Здесь содержится логическое обоснование «экзистенциальной» терапии: не инструктировать, а вдохновлять искусством борьбы с инертностью («инертный» буквально и означает «лишенный искусства»), личностным и живым и, вероятно, в самом прямом смысле этих слов пробуждать и оживлять.
Исправить и починить механизм или механизмы, столь сильно поврежденные при паркинсонизме, призваны лекарственная терапия, хирургическое вмешательство или соответствующие физиологические мероприятия. Функция научной медицины — приведение в порядок «оно». Функция искусства, живого контакта, экзистенциальной медицины — это призыв к пробуждению воли, взывание к действующему началу, к «я», попытка восстановить его руководящую и направляющую роль, а также его гегемонию и управление (окончательное управление, ибо целевое управление есть не измерительный стержень и не часы — это правление и мера личного «я»). Эти две формы должны быть едиными, сливаться вместе, как душа и тело. «Там, где было «оно», — пишет Фрейд, — там должно быть «я».
Трудно сказать, что именно здесь фундаментально. Образно говоря, ни один человек не может обладать паркинсонической личностью, ибо личность, «я», никогда не может быть «паркинсонизированной». Единственный предмет, могущий стать таковым, — это подкорковая команда «марш!», то, что Павлов называл «слепой силой подкорки». Это не «я», это «оно», и в этом случае «я» может быть покорено и порабощено бесконтрольно действующим «оно». В этом и заключается особенное подавление состояния, которое известно и одновременно отвратительно больному, не способному ничего противопоставить такому порабощению. Именно это хочет выразить Гаубиус, когда пишет об упреждающей торопливости («scelotyrbe festinans») почти на столетие раньше Паркинсона: «Бывают случаи, когда мышцы, надлежащим образом возбуждаемые импульсами воли, сокращаются с непрошеной живостью и неуправляемой стремительностью, опережая дремлющий, не проявляющий никакой воли, разум». Ясно, что Гаубиус использует слово «воля» в двух противоположных смыслах: воля «оно» — что равнозначно автоматизму, и воля «я», выражающая свободу или самостоятельность.

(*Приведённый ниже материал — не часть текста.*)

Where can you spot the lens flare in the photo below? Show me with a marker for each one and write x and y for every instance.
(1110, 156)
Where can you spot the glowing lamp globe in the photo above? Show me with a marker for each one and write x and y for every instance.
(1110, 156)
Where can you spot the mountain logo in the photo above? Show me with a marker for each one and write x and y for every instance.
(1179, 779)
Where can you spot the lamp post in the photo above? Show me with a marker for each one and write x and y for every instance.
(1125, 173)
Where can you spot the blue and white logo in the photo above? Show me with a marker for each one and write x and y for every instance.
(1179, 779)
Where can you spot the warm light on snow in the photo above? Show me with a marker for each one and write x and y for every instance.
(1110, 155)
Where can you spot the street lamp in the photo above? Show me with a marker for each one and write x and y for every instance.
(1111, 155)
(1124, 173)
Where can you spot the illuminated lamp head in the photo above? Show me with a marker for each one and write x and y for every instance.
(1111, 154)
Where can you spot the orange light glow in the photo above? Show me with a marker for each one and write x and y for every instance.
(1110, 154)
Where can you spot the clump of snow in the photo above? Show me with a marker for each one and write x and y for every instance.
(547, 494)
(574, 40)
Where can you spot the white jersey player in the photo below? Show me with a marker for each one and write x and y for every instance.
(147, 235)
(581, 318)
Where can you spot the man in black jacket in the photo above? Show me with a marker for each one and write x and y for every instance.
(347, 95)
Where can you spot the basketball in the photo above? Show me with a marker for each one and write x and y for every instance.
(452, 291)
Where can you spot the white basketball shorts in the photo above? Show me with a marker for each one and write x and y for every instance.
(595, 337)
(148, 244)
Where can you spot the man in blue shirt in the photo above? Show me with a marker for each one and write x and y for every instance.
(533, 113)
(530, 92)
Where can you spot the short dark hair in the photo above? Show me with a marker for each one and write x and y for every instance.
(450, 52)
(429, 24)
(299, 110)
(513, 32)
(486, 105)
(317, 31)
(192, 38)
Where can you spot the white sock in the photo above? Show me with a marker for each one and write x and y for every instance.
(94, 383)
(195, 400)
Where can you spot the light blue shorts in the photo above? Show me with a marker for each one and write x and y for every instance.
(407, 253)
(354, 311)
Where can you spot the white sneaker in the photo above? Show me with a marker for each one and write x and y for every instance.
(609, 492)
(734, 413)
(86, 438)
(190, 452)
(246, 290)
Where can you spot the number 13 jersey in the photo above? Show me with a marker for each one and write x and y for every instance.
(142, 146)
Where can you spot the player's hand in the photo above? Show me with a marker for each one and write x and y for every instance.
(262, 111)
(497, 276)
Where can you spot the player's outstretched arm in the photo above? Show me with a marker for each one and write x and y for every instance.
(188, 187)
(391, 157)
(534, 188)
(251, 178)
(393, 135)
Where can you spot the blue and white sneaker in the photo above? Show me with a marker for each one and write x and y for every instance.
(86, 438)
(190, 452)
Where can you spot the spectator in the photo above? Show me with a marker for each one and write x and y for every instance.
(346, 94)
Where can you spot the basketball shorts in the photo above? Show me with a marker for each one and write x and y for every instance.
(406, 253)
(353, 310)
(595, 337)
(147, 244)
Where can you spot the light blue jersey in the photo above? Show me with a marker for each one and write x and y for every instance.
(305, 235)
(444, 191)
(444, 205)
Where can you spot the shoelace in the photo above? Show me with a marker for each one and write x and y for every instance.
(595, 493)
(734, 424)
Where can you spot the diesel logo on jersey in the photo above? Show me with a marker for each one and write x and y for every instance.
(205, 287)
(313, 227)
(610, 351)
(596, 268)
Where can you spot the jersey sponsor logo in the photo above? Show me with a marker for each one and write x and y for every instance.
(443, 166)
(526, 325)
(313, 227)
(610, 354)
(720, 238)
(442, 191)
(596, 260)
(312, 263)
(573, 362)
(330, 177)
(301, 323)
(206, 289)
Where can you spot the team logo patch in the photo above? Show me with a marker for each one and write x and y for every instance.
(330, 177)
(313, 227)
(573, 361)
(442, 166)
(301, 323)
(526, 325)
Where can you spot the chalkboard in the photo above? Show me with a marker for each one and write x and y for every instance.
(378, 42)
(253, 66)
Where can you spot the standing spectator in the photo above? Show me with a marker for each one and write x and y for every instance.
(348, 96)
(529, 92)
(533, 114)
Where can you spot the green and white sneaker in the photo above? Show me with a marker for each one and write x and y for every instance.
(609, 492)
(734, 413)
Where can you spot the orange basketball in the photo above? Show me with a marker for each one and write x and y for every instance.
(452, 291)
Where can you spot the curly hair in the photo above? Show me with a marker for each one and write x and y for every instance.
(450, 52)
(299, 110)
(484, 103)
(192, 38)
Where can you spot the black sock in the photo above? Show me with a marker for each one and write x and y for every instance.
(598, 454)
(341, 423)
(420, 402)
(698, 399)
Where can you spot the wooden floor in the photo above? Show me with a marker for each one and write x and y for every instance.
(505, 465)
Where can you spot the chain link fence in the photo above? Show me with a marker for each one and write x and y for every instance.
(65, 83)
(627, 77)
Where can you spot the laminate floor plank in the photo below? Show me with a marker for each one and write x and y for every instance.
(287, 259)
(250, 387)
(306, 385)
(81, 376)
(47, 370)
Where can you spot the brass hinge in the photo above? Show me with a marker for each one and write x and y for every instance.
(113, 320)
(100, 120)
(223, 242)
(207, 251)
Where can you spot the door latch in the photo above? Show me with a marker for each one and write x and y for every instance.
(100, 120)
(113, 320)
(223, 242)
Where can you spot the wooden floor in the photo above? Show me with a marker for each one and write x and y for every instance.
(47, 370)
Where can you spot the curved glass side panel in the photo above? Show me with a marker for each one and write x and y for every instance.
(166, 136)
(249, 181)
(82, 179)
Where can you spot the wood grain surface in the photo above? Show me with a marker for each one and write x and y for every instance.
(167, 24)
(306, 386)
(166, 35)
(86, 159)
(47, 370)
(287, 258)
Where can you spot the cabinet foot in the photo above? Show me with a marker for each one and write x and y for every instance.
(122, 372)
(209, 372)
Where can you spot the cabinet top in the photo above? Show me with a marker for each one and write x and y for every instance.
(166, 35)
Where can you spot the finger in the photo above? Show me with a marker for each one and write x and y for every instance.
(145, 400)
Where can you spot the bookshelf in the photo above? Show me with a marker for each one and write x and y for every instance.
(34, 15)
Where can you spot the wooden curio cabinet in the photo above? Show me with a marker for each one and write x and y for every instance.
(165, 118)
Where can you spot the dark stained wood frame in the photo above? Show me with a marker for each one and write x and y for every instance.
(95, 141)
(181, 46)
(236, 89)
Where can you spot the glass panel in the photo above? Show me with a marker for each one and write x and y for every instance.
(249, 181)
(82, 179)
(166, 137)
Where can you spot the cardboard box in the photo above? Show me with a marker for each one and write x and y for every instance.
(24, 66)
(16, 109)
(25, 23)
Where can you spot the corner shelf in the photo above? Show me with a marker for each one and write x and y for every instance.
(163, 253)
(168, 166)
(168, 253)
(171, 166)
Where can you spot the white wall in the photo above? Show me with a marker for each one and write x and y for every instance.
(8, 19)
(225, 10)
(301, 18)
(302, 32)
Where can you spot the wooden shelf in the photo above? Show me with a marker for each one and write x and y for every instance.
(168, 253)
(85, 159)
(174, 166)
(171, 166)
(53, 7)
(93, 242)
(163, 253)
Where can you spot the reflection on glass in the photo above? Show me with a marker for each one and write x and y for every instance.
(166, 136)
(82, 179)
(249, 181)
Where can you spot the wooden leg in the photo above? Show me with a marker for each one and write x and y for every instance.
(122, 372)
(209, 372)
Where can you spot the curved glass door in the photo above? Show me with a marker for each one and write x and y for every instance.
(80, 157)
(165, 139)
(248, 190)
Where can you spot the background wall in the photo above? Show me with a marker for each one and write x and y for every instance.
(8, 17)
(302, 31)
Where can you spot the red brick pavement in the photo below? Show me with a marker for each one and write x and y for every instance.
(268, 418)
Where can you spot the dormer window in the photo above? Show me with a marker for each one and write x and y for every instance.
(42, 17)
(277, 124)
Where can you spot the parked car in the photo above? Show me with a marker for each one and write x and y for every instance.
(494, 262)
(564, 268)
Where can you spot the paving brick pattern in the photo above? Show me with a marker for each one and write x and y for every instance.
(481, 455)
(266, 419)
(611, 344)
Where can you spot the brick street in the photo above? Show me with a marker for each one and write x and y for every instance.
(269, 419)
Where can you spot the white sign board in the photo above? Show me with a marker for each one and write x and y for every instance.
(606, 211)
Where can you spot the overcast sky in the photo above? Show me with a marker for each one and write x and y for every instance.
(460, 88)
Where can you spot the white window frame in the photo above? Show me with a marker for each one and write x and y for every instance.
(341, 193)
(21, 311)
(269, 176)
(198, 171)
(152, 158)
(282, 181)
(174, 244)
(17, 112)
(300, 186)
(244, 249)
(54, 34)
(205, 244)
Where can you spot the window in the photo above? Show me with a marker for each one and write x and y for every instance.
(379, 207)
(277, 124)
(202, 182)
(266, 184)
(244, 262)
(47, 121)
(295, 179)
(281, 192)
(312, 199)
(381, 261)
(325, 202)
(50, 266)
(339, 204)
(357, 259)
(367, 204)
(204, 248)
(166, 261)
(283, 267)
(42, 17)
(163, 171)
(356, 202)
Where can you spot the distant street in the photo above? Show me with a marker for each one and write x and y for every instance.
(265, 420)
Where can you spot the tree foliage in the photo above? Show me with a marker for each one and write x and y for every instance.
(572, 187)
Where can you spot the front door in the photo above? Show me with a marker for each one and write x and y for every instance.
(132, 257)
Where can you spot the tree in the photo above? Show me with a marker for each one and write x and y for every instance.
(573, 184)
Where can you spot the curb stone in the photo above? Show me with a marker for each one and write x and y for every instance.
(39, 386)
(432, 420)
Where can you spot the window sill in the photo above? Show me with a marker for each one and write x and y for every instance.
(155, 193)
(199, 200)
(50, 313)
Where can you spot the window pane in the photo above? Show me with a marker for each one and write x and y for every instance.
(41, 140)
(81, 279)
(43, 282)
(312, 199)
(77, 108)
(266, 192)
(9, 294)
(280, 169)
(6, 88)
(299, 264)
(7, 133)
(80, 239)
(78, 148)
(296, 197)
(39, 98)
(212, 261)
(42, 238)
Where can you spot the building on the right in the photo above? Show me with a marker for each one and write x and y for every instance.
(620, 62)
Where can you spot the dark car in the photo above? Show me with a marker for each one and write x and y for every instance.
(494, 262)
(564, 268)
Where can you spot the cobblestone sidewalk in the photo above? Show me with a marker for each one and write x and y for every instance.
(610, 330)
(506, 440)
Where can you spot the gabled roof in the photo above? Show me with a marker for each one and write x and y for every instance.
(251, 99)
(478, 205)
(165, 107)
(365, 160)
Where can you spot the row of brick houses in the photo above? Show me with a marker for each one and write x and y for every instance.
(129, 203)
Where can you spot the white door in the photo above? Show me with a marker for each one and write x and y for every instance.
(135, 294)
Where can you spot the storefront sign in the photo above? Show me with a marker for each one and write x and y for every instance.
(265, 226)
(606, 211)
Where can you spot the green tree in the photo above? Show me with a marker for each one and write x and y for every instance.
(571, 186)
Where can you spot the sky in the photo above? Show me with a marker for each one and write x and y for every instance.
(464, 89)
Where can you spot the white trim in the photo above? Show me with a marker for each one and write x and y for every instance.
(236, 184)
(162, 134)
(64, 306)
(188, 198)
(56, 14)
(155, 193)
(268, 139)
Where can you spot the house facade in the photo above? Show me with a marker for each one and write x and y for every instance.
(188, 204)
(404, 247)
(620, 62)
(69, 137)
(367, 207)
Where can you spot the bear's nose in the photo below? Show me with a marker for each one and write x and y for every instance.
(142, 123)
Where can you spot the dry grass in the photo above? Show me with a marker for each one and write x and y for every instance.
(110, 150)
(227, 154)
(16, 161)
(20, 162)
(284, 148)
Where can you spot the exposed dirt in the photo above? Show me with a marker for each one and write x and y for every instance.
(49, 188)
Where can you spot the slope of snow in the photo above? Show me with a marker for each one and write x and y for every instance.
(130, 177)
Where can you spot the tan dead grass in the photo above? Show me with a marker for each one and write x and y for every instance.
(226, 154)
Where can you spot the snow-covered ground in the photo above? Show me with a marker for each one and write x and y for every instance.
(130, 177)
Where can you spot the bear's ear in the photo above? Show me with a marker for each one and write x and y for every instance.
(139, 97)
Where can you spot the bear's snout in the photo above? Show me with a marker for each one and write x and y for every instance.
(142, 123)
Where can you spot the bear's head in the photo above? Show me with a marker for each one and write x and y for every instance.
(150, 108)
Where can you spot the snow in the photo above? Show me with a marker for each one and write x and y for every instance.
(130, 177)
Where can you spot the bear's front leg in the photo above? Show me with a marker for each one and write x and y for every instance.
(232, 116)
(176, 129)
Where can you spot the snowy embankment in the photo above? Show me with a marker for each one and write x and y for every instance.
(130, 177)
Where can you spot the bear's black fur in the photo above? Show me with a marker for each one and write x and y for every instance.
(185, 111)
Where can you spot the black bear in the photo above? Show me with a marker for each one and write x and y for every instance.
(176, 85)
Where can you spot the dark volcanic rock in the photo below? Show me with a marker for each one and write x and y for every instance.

Научный подход пригоден для коррекции автоматизма, но только экзистенциальный подход может освободить из-под гнета «я» — никогда не исчезающую, но дремлющую свободную волю или автономию, впавшую в оцепенение и порабощенную «оно». Мы говорили о паркинсонизме как о «потере представлений о пространстве и времени» и как о пребывании в царстве сломанных часов и линеек. Можно сказать, что это кантианская формулировка состояния, поскольку она соответствует кантианскому представлению о том, что пространство и время (или, лучше сказать, ощущение пространства и времени) являются «конструктами» организма или разума. Там, где раньше мы говорили о релятивистском или эйнштейновом делирии, мы можем теперь, с большим основанием, говорить о кантианском делирии, назвав полную и безнадежную акинезию «акантией».
Если Кант в первой из своих «Критик» рассматривает пространство и время как первичные («априори синтетические») формы опыта (как формы восприятия и движения), то в других своих «Критиках» он рассматривает деятельность, волю, «я» (при том что «я» он определяет через его волю — volo ergo sum). Таким образом, рассуждения привели нас к выводу, который выражает мысль Канта во всей ее полноте.
Находятся ли такие рассуждения за пределами науки? Да, они действительно находятся за пределами чисто эмпирической науки, науки в юмовском понимании, поскольку оно не только отрицает идеальные формы опыта, но и развенчивает всякую «личную идентичность». Но наши рассуждения показывают нам большую и более щедрую концепцию науки, которая может охватить все обсуждавшиеся нами феномены. Такая кантианская наука, думаю, и является наукой будущего.